Ed Markey, Joe Kennedy working with Cambodian community amid deportations
U.S. Sen. Edward Markey’s and U.S. Rep. Joseph Kennedy III’s staffs are working with the local Cambodian community as 10 refugees with years-old criminal convictions face deportation by U.S. Immigration and Customs Enforcement.
“We need to know more about each one of these individual cases while simultaneously saying it’s just a part of (President Trump’s) pattern of trying to find ways of sending immigrants in our country back to their country of origin,” Markey said Tuesday after an Oxfam refugee roundtable. “My staff is working right now on this issue with the Cambodian community so we can fully understand what’s happening, and then put in place a strategy to protect those people who need protection from the Trump administration.”
Kevin Lam, organizing director of the Asian American Resource Workshop, confirmed Markey’s office is in contact with his group and the Asian Outreach Unit at Greater Boston Legal Services.
“His staff have been supportive and working with some members of the Cambodian community on the issue of deportations in the Southeast Asian community,” Lam said.
While Lam said the groups “appreciate all the support” they also “want to urge him, alongside all the Massachusetts congressional members and elected officials, to take a public stance against Southeast Asian deportations.”
Kennedy, who is also engaging with the Cambodian community and immigrant advocates, said, “What you need is to have an immigration system that is far more reflective of our values, and the fact this is how the administration is choosing to use those resources is unconscionable.”
Asian American activists protested the deportation notices outside the Boston federal immigration courthouse on Monday.
Cambodian deportations have been happening since about 2002, when Cambodia agreed to begin repatriating refugees convicted of felony crimes in the United States. But they’ve risen sharply since President Trump took office and imposed visa sanctions on Cambodia and a handful of other nations in order to compel them to speed up the process.
Kennedy and Markey, now competing for Markey’s U.S. Senate seat, participated in an Oxfam discussion on refugee admissions on Tuesday, in which advocates slammed Trump’s new refugee cap, which dropped from 30,000 to 18,000 in the next year.

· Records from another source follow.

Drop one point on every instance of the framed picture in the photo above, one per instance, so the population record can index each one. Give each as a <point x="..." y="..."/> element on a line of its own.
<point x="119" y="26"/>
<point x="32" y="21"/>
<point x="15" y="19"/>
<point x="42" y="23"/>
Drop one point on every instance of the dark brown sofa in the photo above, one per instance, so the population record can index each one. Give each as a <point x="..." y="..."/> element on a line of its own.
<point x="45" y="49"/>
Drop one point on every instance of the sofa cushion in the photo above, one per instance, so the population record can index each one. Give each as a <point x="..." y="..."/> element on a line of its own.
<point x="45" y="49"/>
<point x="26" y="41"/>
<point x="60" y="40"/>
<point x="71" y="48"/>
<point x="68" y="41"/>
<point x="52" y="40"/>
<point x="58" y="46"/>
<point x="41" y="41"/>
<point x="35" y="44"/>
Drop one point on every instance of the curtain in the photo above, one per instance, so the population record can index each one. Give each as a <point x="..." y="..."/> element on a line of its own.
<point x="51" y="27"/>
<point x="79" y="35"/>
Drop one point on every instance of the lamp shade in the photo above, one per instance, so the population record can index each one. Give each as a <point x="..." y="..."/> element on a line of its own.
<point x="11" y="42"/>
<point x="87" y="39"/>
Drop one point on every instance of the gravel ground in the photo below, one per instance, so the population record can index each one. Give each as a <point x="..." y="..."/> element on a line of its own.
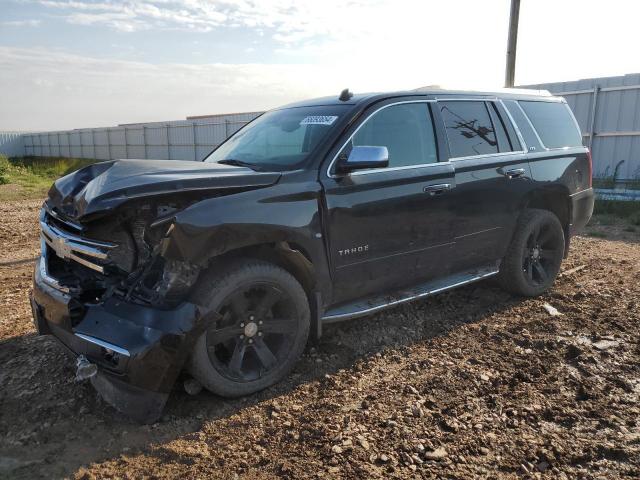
<point x="470" y="383"/>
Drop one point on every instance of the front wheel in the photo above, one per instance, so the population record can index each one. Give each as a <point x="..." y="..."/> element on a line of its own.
<point x="533" y="259"/>
<point x="261" y="331"/>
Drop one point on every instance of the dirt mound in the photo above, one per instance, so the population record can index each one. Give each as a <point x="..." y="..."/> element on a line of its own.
<point x="469" y="383"/>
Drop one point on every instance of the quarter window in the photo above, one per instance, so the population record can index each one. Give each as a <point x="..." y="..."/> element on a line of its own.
<point x="407" y="132"/>
<point x="554" y="124"/>
<point x="469" y="128"/>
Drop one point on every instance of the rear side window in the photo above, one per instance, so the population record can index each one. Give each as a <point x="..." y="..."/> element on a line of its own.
<point x="469" y="128"/>
<point x="554" y="124"/>
<point x="407" y="132"/>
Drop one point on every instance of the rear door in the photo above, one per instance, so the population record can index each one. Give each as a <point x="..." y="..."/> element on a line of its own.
<point x="492" y="177"/>
<point x="390" y="227"/>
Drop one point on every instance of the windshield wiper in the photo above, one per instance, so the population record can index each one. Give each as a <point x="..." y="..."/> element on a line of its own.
<point x="237" y="163"/>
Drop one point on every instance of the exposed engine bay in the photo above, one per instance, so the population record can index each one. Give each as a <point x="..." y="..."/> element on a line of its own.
<point x="128" y="263"/>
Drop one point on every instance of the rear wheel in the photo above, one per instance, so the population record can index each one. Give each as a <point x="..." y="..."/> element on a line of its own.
<point x="533" y="259"/>
<point x="262" y="328"/>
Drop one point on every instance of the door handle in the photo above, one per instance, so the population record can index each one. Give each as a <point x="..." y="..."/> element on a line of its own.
<point x="439" y="189"/>
<point x="514" y="172"/>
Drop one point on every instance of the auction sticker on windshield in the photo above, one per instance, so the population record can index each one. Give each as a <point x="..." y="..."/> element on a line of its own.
<point x="319" y="120"/>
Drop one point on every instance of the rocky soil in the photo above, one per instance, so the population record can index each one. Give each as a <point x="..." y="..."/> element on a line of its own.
<point x="470" y="383"/>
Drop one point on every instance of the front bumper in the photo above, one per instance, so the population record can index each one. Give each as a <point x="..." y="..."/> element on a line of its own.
<point x="139" y="350"/>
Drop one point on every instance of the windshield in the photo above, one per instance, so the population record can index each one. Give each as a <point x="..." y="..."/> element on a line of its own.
<point x="279" y="139"/>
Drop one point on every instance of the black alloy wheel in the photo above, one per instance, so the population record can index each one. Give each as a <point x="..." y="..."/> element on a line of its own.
<point x="534" y="255"/>
<point x="256" y="331"/>
<point x="261" y="329"/>
<point x="540" y="254"/>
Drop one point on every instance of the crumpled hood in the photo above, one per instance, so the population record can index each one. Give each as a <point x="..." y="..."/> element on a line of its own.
<point x="104" y="186"/>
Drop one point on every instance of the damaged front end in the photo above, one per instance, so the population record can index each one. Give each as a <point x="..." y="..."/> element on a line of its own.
<point x="105" y="291"/>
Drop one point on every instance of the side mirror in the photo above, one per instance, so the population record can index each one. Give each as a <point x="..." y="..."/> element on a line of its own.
<point x="362" y="157"/>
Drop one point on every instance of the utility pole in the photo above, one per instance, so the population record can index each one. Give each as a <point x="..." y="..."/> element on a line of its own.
<point x="510" y="72"/>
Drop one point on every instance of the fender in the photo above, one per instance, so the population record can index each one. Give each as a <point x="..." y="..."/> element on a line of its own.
<point x="284" y="212"/>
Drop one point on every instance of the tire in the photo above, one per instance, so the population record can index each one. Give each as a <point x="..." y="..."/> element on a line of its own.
<point x="533" y="258"/>
<point x="262" y="330"/>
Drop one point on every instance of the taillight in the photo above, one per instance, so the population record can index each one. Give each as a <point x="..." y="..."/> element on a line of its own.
<point x="590" y="168"/>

Markey introduced the Guaranteed Refugee Admissions Ceiling Enhancement Act in April that would set the minimum annual refugee admissions at 95,000. He recently put forward a bill for a new humanitarian program to aid climate refugees. Markey called the legislation “centerpiece bills” on the issue and promoted his leadership on them to draw contrast with Kennedy.
Markey said if Senate Majority Leader Mitch McConnell doesn’t allow immigration policy votes on the floor, “then we will just replace Mitch McConnell and Donald Trump.”